Prescribing decisions are influenced by a number of factors, including
safety, evidence, severity of illness and licensing, and patients are
owed a duty of care to ensure that the drugs they receive have been appropriately
prescribed. Although there is plenty of clinical experience with the drugs
used beyond their licence in palliative care, Mr Hardman believes that
awareness in this area needs to be greater for everyone concerned. He
is planning to produce patient information leaflets for palliative care
patients in the future. Meanwhile, some hospices have produced their own
generic leaflets to reduce confusion and misunderstanding for patients
reading the patient information leaflets that come with their medicines.

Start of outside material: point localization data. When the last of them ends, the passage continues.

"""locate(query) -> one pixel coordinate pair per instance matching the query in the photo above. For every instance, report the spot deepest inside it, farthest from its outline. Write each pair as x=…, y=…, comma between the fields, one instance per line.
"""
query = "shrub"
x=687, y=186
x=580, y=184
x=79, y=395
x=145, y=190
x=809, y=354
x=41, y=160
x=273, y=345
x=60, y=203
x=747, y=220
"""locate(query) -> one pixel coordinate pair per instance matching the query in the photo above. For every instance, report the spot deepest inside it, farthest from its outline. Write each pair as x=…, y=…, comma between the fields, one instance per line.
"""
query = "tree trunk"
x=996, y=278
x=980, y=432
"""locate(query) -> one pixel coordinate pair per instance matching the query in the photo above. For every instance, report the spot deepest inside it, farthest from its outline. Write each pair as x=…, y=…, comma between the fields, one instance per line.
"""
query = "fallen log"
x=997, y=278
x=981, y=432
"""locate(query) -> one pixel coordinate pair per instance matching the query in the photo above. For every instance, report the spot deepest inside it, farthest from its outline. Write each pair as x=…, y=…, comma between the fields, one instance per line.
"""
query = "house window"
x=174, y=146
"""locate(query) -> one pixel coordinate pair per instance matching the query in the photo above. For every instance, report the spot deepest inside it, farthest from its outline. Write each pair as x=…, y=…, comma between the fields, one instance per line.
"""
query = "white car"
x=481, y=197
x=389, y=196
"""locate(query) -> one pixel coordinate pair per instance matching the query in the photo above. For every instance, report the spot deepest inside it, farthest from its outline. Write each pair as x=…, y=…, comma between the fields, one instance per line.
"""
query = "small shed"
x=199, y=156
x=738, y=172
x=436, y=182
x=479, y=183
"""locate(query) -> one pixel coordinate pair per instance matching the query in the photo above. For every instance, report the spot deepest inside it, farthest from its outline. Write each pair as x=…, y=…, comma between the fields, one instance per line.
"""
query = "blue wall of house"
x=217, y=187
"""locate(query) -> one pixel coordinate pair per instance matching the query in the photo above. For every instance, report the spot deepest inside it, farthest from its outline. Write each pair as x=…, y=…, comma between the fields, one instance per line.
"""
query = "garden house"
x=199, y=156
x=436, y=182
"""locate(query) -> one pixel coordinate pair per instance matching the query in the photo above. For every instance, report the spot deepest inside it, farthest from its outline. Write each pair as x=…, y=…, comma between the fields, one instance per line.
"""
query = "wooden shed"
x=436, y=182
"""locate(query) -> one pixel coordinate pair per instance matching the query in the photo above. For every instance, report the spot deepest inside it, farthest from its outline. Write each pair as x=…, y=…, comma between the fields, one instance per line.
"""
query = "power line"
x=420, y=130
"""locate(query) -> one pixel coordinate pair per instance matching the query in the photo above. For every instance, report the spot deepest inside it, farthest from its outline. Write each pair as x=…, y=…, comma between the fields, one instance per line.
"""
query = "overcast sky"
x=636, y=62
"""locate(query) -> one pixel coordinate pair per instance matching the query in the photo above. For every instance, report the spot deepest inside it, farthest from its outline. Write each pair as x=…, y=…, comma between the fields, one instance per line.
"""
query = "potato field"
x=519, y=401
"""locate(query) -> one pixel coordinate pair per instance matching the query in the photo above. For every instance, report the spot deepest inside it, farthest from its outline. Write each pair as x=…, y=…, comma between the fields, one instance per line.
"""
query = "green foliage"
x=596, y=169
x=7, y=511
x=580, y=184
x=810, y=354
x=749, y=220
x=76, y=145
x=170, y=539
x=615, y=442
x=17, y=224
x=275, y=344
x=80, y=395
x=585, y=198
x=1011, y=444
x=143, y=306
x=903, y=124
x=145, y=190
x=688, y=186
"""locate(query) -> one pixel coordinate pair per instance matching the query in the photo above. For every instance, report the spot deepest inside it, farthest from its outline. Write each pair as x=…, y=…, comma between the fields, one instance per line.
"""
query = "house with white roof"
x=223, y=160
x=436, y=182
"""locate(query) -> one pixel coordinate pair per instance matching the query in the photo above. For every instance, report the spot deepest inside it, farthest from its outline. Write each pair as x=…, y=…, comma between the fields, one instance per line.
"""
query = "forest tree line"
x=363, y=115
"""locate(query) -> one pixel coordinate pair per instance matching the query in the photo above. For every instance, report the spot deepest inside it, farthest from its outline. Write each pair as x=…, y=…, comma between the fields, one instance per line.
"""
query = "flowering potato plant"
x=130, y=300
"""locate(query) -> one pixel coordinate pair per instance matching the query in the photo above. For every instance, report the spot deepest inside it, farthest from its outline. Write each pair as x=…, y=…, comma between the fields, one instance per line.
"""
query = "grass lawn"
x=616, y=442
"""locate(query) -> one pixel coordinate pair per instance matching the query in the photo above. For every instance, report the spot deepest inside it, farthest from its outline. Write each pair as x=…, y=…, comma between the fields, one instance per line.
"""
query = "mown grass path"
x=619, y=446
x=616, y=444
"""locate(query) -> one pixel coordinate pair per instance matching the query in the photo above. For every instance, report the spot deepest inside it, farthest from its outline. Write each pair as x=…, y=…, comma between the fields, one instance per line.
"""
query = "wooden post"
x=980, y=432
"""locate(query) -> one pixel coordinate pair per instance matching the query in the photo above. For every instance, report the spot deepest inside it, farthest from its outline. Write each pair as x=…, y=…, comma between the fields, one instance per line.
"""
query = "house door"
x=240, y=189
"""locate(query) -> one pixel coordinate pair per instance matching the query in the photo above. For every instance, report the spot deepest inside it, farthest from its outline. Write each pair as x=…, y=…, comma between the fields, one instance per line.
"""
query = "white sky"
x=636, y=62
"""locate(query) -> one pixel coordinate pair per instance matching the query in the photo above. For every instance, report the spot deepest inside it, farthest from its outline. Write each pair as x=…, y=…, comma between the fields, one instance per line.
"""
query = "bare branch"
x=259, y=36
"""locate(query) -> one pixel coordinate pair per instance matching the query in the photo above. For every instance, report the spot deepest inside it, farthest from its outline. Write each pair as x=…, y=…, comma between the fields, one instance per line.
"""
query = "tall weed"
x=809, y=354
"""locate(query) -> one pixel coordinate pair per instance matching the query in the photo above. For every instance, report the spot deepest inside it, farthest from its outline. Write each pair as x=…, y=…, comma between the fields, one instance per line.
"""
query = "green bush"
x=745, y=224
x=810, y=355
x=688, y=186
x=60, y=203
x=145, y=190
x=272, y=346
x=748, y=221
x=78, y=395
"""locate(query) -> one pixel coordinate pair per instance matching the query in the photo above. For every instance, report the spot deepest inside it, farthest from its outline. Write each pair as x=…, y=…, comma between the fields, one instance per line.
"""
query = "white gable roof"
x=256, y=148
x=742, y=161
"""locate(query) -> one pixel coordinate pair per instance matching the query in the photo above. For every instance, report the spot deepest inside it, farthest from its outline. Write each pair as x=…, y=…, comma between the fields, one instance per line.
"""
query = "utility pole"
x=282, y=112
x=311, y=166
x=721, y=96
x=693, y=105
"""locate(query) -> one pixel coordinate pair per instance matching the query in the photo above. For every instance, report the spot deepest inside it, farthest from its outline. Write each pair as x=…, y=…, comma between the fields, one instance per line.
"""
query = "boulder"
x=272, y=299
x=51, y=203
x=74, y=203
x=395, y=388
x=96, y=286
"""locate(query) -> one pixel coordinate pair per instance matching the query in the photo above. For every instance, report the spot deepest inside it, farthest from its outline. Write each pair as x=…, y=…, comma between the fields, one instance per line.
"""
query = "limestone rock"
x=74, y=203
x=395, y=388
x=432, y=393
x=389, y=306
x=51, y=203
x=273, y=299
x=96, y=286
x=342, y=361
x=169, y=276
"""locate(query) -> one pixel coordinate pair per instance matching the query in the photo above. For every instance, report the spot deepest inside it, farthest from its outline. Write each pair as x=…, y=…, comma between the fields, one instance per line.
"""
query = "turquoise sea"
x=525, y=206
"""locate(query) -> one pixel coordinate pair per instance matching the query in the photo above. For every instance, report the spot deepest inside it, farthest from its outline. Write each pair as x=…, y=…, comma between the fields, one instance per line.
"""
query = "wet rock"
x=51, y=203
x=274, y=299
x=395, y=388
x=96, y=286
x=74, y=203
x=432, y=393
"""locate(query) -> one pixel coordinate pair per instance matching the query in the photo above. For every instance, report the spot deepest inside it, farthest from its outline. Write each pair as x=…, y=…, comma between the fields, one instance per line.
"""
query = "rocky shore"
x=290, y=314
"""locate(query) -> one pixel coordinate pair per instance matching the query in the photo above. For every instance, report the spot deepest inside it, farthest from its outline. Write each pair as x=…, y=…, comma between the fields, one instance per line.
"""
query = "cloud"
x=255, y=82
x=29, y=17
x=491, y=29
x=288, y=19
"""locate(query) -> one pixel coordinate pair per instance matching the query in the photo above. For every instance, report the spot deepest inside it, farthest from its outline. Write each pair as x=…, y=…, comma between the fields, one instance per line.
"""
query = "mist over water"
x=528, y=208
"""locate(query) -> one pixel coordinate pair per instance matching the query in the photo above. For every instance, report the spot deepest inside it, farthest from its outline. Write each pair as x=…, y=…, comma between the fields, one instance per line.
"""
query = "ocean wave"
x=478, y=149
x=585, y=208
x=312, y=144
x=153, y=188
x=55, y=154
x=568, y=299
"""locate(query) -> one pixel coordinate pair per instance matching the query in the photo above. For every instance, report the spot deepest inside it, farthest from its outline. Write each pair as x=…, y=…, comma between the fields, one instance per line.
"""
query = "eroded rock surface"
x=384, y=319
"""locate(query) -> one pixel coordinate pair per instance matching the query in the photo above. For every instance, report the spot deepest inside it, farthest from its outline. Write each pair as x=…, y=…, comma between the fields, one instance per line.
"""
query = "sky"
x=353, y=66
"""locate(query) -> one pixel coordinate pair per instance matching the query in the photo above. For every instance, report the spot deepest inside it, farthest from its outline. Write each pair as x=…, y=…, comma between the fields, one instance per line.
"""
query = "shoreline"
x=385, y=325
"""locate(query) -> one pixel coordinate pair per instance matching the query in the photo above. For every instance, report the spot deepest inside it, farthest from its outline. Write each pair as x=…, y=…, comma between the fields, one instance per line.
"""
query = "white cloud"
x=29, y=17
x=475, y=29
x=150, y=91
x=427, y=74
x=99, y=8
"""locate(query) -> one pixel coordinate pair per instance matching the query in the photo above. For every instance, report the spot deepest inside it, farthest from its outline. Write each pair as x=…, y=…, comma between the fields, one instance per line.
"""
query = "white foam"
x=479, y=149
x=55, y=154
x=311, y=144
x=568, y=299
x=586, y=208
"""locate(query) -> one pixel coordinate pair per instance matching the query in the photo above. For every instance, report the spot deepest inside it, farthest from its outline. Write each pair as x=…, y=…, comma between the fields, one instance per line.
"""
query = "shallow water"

Improving out-of-hours palliative care
Dr Nigel Sykes, consultant and head of medicine, St Christophers
Hospice, London, said that most cancer patients spend 90 per cent of the
last year of their life at home and that 76 per cent of the week is actually
out of hours. Improving out-of-hours care is a national issue,
with a Department of Health Implementation Group soon to publish guidelines.
Palliative care is an area where the current differences in availability
can have enormous consequences. Dr Sykes provided examples of these differences
from a survey carried out in the South London Palliative Care Network,
which comprises 11 specialist palliative care services. His survey showed
that what is provided out of hours ranges from 24-hour visiting and telephone
advice to nothing at all. The two main barriers to effective palliative
care out of hours identified were access to the necessary drugs and availability
and responses of district nurses. Dr Sykes said that although a number
of pharmacy schemes are in existence they are often underused, possibly
because of delays involved. He suggested that GPs should have access to
the necessary drugs, with pharmacy schemes providing a follow-up. He stressed
the importance of anticipation in the management of symptom, which can
help to minimise out-of-hours dilemmas.